Harun Masiku Disebut Berada di Jakarta, Pimpinan KPK: Luas Bos, Ngumpetnya Di mana?

Wakil Ketua KPK Alexander Marwata mengaku hingga sekarang tak mengetahui keberadaan Harun Masiku tersebut.

oleh Tim News diperbarui 10 Jul 2024, 15:25 WIB
Diterbitkan 10 Jul 2024, 15:25 WIB
Aktivis ICW Kritik KPK Tak Kunjung Tangkap Harun Masiku
Anggota ICW juga menempelkan poster wajah Harun Masiku dengan tulisan “Masih Hilang” di pagar gedung KPK, Jakarta. (Liputan6.com/Herman Zakharia)

Liputan6.com, Jakarta Penyidik Komisi Pemberantasan Korupsi (KPK) mengaku sudah tahu keberadaan Harun Masiku yang terjerat kasus suap penetapan Pergantian Antarwaktu (PAW) Caleg DPR RI periode 2019-2024. Di mana, diklaim keberadaannya di Jakarta.

Wakil Ketua KPK Alexander Marwata mengaku hingga sekarang tak mengetahui keberadaan Harun Masiku tersebut.

"Jakarta kan luas bos, 10 juta warga Jakarta. Ngumpetnya di mana gitu kan," kata dia di Gedung Merah Putih KPK, Jakarta, Rabu (10/7/2024).

Karena itu, Alexander meminta agar pihak lembaga antirasuah dibantu terkait keberadaan Harun Masiku.

"Kalau kawan-kawan ada yang tahu, ya beritahukan.
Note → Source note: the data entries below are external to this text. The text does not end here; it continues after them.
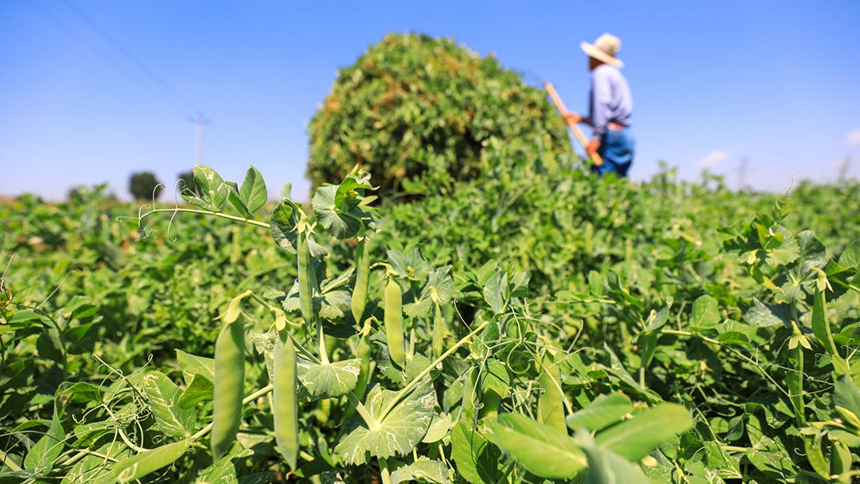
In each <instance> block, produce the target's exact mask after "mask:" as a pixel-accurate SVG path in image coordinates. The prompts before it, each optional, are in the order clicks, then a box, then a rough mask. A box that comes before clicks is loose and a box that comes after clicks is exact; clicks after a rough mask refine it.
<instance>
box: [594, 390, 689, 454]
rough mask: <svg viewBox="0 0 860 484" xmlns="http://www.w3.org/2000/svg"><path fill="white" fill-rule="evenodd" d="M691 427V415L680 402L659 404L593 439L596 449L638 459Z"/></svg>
mask: <svg viewBox="0 0 860 484" xmlns="http://www.w3.org/2000/svg"><path fill="white" fill-rule="evenodd" d="M692 426H693V418H692V417H691V416H690V412H689V411H688V410H687V409H686V408H684V406H683V405H678V404H675V403H661V404H659V405H657V406H655V407H652V408H649V409H648V410H645V411H644V412H642V413H639V414H637V415H636V416H635V417H633V418H632V419H630V420H625V421H624V422H621V423H620V424H618V425H616V426H614V427H610V428H609V429H607V430H605V431H603V432H601V433H599V434H597V437H595V442H596V443H597V446H598V447H599V448H603V449H609V450H611V451H612V452H615V453H616V454H618V455H620V456H621V457H624V458H626V459H629V460H631V461H638V460H639V459H641V458H643V457H645V456H646V455H648V454H650V453H651V452H653V451H654V449H656V448H657V446H659V445H660V444H661V443H662V442H663V441H664V440H667V439H669V438H670V437H673V436H675V435H676V434H679V433H681V432H684V431H686V430H687V429H689V428H690V427H692Z"/></svg>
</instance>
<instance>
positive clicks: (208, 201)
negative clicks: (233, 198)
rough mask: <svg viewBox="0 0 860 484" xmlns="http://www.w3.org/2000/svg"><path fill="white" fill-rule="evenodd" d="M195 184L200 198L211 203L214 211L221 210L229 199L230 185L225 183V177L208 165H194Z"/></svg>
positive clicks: (194, 180)
mask: <svg viewBox="0 0 860 484" xmlns="http://www.w3.org/2000/svg"><path fill="white" fill-rule="evenodd" d="M194 186H195V187H197V192H198V193H199V195H200V199H202V200H203V201H204V202H206V203H207V204H209V208H210V209H212V210H214V211H216V212H217V211H219V210H221V206H222V205H224V202H226V201H227V193H228V192H229V191H230V187H229V186H227V185H226V184H225V183H224V179H223V178H221V176H220V175H219V174H218V173H216V172H215V170H213V169H212V168H209V167H208V166H202V165H201V166H195V167H194Z"/></svg>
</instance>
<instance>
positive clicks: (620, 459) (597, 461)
mask: <svg viewBox="0 0 860 484" xmlns="http://www.w3.org/2000/svg"><path fill="white" fill-rule="evenodd" d="M584 449H585V453H586V455H587V456H588V473H587V474H586V475H585V481H584V484H650V482H651V481H649V480H648V478H647V477H645V474H643V473H642V471H640V470H639V469H638V468H637V467H636V466H634V465H633V464H632V463H630V461H628V460H627V459H625V458H623V457H621V456H620V455H618V454H616V453H614V452H612V451H610V450H606V449H600V448H590V447H584Z"/></svg>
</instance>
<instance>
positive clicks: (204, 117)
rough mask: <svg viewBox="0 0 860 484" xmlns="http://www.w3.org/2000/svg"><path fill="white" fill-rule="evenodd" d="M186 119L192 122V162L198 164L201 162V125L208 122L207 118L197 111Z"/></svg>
mask: <svg viewBox="0 0 860 484" xmlns="http://www.w3.org/2000/svg"><path fill="white" fill-rule="evenodd" d="M188 121H189V122H191V123H194V157H195V162H194V164H195V165H196V166H199V165H202V164H203V126H205V125H207V124H209V120H208V119H206V118H205V117H203V113H201V112H200V111H197V112H196V113H195V114H194V117H190V116H189V117H188Z"/></svg>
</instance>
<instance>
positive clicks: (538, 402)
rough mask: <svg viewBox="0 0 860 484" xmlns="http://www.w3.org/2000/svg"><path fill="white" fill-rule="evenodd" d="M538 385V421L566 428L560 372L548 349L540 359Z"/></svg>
mask: <svg viewBox="0 0 860 484" xmlns="http://www.w3.org/2000/svg"><path fill="white" fill-rule="evenodd" d="M540 386H541V389H542V390H543V393H542V394H541V396H540V398H538V421H539V422H541V423H545V424H547V425H552V426H553V427H556V428H560V429H562V430H564V429H566V428H567V424H565V421H564V396H563V394H562V391H561V372H559V370H558V365H557V364H555V358H554V357H553V355H552V354H551V353H550V352H549V351H547V352H546V353H545V354H544V356H543V360H542V361H541V373H540Z"/></svg>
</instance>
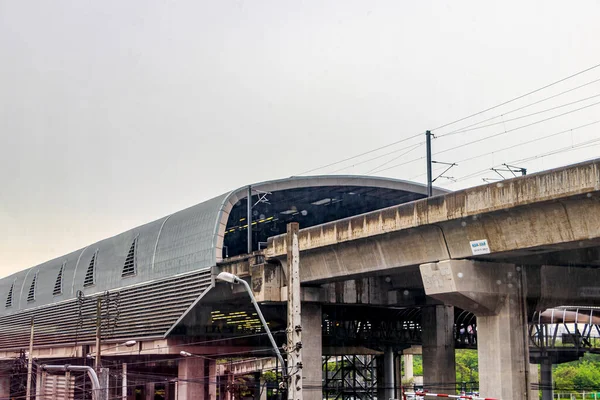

Nanti kita jemput bersama," tutur dia.

Menurut Alexander, pencarian Harun Masiku terus dilakukan pihaknya. Dia mengaskan, hal tersebut sangat tidak mudah.

"Jadi, upaya itu terus akan dilakukan, memang tidak mudah, tapi, cepat atau lambat pasti akan ketemu juga," pungkasnya.

Sebelumnya, informasi penyidik KPK tahu keberadaan Harun Masiku, diketahui dari tim hukum DPP PDI Perjuangan.

Tim hukum PDIP mulanya menceritakan, Advokat PDIP Donny Tri Istiqomah sempat digeledah rumahnya di kawasan Jagakarsa Jakarta Selatan pada 3 Juli lalu. Salah seorang tim penyidik KPK, Rossa Purbo Bekti mengatakan kalau Harun Masiku saat ini berada di Jakarta.

 

* Follow Official WhatsApp Channel Liputan6.com untuk mendapatkan berita-berita terkini dengan mengklik tautan ini.


Tim Hukum PDIP: Penyidik KPK Bilang Harun Masiku Ada di Jakarta

"Sebenarnya lebih ke memastikan supaya Pak Doni ini bisa bekerja sama. Bahkan sampai Pak Rossa menyampaikan, dia sudah tahu keberadaan Harun Masiku, masih ada di Jakarta. Bahkan mengait-ngaitkan sama Pak Sekjen, Pak Hasto," kata tim hukum PDIP Army Mulyanto kepada wartawan di gedung Dewas KPK, Selasa (9/7/2024)

Selain itu, kata Army, Rossa juga sempat menyinggung agar Donny diminta untuk bekerja sama dalam memburu keberadaan Harun. Sebab Donny sendiri pernah diperiksa oleh penyidik KPK pada awal kasus suap yang PAW yang menjerat mantan ketua KPU, Wahyu Setiawan.

Army kemudian melanjutkan, pada saat menggeledah kediaman Donny, penyidik Rossa diduga melakukan gratifikasi hukum. Salah satunya dengan menggiring Donny agar kooperatif saat penggeledahan.

"Karena dipertimbangannya gini, ini penuturan Pak Rosa ke Pak Doni ya, 'Pak Doni enggak sayang sama anak-anak. Mereka masih kecil-kecil loh, enggak mempertimbangkan ekonomi ke depannya'. Kira-kira begitu kalimatnya," ucapnya.

 


Kasus Harun Masiku

Sebagaimana diketahui, Harun Masiku terjerat dugaan kasus suap dalam pergantian antar waktu (PAW) anggota DPR periode 2019-2024. Kasus mencuat usai mantan Komisioner Komisi Pemilihan Umum (KPU) Wahyu Setiawan ditetapkan tersangka.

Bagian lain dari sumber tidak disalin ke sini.